Compiler Social - 03.09.24

Date: 3 September 2024
Time: 15:00 - 20:00 (1h talk followed by 4h socializing)
Location: William Gates Building, 15 JJ Thomson Ave, Cambridge CB3 0FD
Rooms: LT1 (Talks), The Street (Social)
Hosts: Markus Böck, Tobias Grosser

⮕ Register Here

Join us for a relaxed chat about compilers, while socializing over refreshments. Our social is open to students, academics, professional developers and really anyone interested in compilation. We welcome beginners as well as experts. Our social is an unguided space offered for you to get to know people, try out some new ideas, get feedback on your code, or pair-program on a difficult program. Come with just a paper notebook or bring your laptop to hack on some in-progress patches.

This social is traditionally organized by the LLVM community, but is open to all (potential) compiler enthusiasts.

Talk 1 - Quidditch: An end-to-end deep learning compiler for highly-concurrent accelerators with software-managed caches (Markus Böck, University of Cambridge)

The wide adoption of Deep Neural Networks and the resulting desire for more hardware resources has fueled the rapid development of innovative custom hardware accelerators that are increasingly difficult to program. Many proposed hardware designs are only evaluated with hand-written micro-kernels, and the few evaluated on entire neural networks typically require significant investments in building the necessary software stacks. Highly sophisticated neural network compilers emerged to generate DNNs out of expert-written microkernels, but they were traditionally hand-crafted for each platform, which prevented both scaling and synergy with industry-supported compilation flows.
We present Quidditch, a novel neural network compiler and runtime, that provides an end-to-end workflow from a high-level network description to high-performance code running on ETH Occamy, one of the first chiplet-based AI research hardware accelerators. Quidditch builds on IREE, an industry-strength AI compiler and runtime focused on GPUs. Quidditch imports NNs from PyTorch, JAX, and Tensorflow and offers optimisations such as fusion, scheduling, buffer allocation, memory and multi-level concurrency-guided tiling and asynchronous memory transfers to scratchpads. We present a set of preliminary novel optimisations, SSA-based double-buffering and barrier management for scratchpads, and redundant transfer elimination tailored for explicitly managed memory. We pair this with a high-performance microkernel generator, which enables us to run full DNNs with full FPU occupancy and a more than 20x speed-up over IREE’s generic LLVM backend on our custom hardware accelerator.
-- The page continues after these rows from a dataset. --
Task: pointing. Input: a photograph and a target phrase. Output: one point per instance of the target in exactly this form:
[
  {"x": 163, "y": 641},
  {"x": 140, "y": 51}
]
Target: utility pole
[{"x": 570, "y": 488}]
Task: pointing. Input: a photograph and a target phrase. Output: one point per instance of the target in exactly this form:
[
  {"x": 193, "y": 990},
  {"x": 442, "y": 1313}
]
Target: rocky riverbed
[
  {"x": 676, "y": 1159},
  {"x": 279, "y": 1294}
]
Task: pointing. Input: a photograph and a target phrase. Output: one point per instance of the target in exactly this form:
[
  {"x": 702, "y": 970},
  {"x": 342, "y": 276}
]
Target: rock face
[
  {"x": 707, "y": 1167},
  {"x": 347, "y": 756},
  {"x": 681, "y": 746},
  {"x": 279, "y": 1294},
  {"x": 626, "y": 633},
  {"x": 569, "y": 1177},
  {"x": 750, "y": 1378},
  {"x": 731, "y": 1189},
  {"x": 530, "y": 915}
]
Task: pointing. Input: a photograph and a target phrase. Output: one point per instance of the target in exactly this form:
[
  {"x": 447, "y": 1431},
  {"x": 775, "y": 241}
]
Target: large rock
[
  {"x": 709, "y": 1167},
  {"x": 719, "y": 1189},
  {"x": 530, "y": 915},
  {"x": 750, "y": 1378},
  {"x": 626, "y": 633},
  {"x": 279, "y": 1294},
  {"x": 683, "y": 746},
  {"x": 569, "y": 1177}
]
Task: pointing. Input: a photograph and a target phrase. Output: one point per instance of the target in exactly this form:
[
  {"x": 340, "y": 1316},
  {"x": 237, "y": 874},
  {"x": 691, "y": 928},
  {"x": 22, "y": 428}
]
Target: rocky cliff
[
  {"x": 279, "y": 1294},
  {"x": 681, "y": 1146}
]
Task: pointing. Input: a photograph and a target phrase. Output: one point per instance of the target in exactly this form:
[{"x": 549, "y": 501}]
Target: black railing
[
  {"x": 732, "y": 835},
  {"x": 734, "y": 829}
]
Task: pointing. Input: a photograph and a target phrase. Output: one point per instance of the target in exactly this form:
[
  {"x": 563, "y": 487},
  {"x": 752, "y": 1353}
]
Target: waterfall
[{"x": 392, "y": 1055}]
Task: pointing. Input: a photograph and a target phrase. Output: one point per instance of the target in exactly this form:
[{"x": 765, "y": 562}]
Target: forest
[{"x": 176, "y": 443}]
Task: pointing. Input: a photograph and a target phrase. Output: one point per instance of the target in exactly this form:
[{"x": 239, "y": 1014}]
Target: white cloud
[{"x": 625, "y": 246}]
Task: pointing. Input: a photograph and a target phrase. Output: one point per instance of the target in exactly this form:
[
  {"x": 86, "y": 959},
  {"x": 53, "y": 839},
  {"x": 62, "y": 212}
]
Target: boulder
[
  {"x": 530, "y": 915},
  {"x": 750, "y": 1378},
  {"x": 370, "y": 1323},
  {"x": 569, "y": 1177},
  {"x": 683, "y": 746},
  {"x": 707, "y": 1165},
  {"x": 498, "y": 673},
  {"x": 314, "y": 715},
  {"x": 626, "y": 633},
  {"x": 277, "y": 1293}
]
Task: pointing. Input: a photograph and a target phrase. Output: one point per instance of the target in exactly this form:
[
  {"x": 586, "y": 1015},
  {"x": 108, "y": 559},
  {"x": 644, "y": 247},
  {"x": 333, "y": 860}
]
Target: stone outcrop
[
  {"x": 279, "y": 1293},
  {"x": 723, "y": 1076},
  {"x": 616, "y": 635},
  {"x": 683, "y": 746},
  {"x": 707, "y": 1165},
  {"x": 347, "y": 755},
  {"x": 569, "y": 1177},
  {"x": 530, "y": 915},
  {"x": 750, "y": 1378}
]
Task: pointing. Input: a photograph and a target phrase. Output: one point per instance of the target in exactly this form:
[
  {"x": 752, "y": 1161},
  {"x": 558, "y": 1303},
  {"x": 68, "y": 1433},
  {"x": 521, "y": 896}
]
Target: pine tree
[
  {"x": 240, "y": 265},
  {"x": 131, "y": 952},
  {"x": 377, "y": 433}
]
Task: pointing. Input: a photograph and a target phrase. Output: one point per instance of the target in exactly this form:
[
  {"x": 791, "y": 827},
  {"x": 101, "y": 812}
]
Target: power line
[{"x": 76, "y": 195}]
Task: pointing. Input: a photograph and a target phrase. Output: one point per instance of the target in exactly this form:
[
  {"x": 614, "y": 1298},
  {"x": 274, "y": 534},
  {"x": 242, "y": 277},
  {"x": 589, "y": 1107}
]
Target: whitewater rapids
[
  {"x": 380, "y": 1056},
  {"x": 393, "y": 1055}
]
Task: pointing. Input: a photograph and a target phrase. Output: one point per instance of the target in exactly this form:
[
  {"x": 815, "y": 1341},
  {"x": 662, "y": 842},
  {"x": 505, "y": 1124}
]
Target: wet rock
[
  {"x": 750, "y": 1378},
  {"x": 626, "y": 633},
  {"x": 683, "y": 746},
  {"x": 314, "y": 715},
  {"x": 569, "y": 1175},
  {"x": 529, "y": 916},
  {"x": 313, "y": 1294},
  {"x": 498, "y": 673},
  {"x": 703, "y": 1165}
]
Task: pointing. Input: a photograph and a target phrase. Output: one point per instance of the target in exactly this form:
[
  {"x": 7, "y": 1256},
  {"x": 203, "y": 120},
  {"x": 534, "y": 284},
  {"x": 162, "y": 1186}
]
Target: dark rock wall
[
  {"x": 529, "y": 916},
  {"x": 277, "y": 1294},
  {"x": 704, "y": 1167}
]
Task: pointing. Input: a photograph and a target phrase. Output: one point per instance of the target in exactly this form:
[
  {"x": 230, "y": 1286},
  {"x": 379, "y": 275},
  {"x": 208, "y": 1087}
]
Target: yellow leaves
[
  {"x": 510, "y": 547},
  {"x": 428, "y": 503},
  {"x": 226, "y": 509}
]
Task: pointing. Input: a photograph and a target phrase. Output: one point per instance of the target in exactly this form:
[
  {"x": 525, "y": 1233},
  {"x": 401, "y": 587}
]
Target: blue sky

By providing key building blocks for scaling AI accelerator compilation to full neural networks, we aim to accelerate the evaluation of custom AI hardware and, as a result, AI hardware development overall.

Talk 2 - Mojo's Wishlist for MLIR 2.0 (Jeff Niu, Modular)

Mojo is a systems programming language built natively on top of MLIR and leverages MLIR to build state-of-the-art compiler technology. Mojo is the foundation of Modular's heterogeneous compute platform, enabling performance portability across different hardware and application domains.

After 2 years of building Mojo with MLIR, design misalignments between the compiler infrastructure and the desired language semantics have clearly emerged. This talk will delve into what an ideal MLIR 2.0 would look like purely in the context of the design of Mojo: first-class dependent types, unified types and attributes, control flow, etc. We will also explore our challenges scaling MLIR compilation to the massive amounts of code backing LLMs and our experience building a multithreaded compiler.

History

The LLVM Compiler Social Cambridge has a long history. Over the years it was by members of the LLVM community in local pubs, at Microsoft Research, Graphcore and in many other venues. Similar events are hosted in the Bay Area, Paris, Zurich, Berlin, and numerous other cities worldwide.

How to get there

Public transport

After arriving at Cambridge Railway Station, take either the U1 or U2 Universal buses towards "Girton Corner/Eddington" until "William Gates Building". Alternatively, take the X3 towards Huntingdon until "Cam Uni Vet School".

Cycling and Car

Cycling from the Railway Station to the William Gates Building takes about 20 minutes with cycling paths available for the majority of the path. Parking spaces and Bicycle racks are available in front of the building. The building is easily reachable from the M11.